Epoch,Training Loss,Validation Loss
1,No log,0.162414
2,0.234400,0.153781
3,0.101500,0.151941


Fine-tuning complete! Model saved to './gpt2-poker-finetuned'


# Test

After finetuning, we'll call the evaluation function again to see if our model has improved at all.

In [None]:
print("Evaluating Fine-Tuned Model...")
test_results = evaluate_model(model, test_data.select(range(200))
print("Accuracy:", sum(1 for result in test_results if result["Prompt"] == result["Model Output"]) / len(test_results))
print("Fine-Tuned Model Evaluation Complete.")

Setting `pad_token_id` to `eos_token_id`:50256 for open-end generation.


Evaluating Fine-Tuned Model...


Setting `pad_token_id` to `eos_token_id`:50256 for open-end generation.


Accuracy: 0.0000
Accuracy: 0.0
Fine-Tuned Model Evaluation Complete.


Even after finetuning, our model's accuracy is still 0. An examination of the model's outputs reveals that it's still just rehashing the prompt.

In [None]:
print(test_results[1]["Model Output"])

Instruction: 

You are a specialist in playing 6-handed No Limit Texas Holdem. The following will be a game scenario and you need to make the optimal decision.

Here is a game summary:

The small blind is 0.5 chips and the big blind is 1 chips. Everyone started with 100 chips.
The player positions involved in this game are UTG, HJ, CO, BTN, SB, BB.
In this hand, your position is CO, and your holding is [Ace of Spade and Queen of Diamond].
Before the flop, HJ raise 2.0 chips, CO raise 6.5 chips, and HJ call.

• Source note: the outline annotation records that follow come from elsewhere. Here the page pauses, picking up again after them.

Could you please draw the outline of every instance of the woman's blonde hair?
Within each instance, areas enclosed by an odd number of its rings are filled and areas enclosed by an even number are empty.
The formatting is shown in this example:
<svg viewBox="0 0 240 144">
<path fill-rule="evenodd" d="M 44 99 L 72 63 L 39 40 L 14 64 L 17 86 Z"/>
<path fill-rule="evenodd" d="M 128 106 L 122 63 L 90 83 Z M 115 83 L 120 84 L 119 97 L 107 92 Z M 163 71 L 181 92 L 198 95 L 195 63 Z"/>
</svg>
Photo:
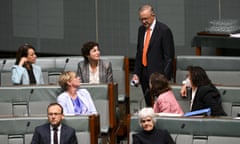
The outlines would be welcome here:
<svg viewBox="0 0 240 144">
<path fill-rule="evenodd" d="M 73 71 L 66 71 L 63 72 L 58 79 L 58 84 L 61 86 L 61 88 L 65 91 L 68 88 L 68 84 L 67 82 L 69 82 L 70 80 L 72 80 L 73 78 L 76 77 L 76 73 Z"/>
<path fill-rule="evenodd" d="M 154 124 L 156 123 L 156 118 L 155 118 L 155 113 L 154 113 L 153 108 L 145 107 L 145 108 L 142 108 L 138 113 L 138 123 L 139 123 L 140 127 L 142 126 L 141 125 L 142 119 L 146 118 L 146 117 L 151 117 L 153 123 Z"/>
</svg>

Assume that all other players that is not mentioned folded.
The flop comes Eight Of Heart, Eight Of Club, and Ten Of Club, then HJ check, CO bet 7 chips, HJ raise 16 chips, and CO call.
The turn comes King Of Club, then HJ check.
You currently have One Pair(One Pair, Eights with Ace, King, Queen kickers).

Now it is your turn to make a move.
To remind you, the current pot size is 46.0 chips, and your holding is [Ace of Spade and Queen of Diamond]. You currently have One Pair.

Decid

In [None]:
print(test_results[0]["Expected Output"])

check


# Next Steps
* Our current experiments with GPT-2 have shown that it struggles with prompt comprehension and concise action generation. In contrast, larger models like GPT-4 perform significantly better in producing accurate single-word actions. To improve results, we should shift our testing to more powerful models, such as GPT-3.5, GPT-4, or other similarly scaled architectures (e.g., Falcon, Mistral, or LLaMA). This will allow us to better assess the impact of model size on performance.
* To experiment with larger models, we'll also need more access to computing resources. When making this proof of life notebook, we tried to experiment with falcon 7b, a larger LLM with 7 billion parameters (in comparison to GPT2's 1.5 billion). However, when we tried to load it in, colab ran out of RAM.
* We would also like to test peformance on reasoning models like Tinyzero and Ragen. Because these are reasoning models, they may be better at thinking through their decision than a standard language model like ChatGPT.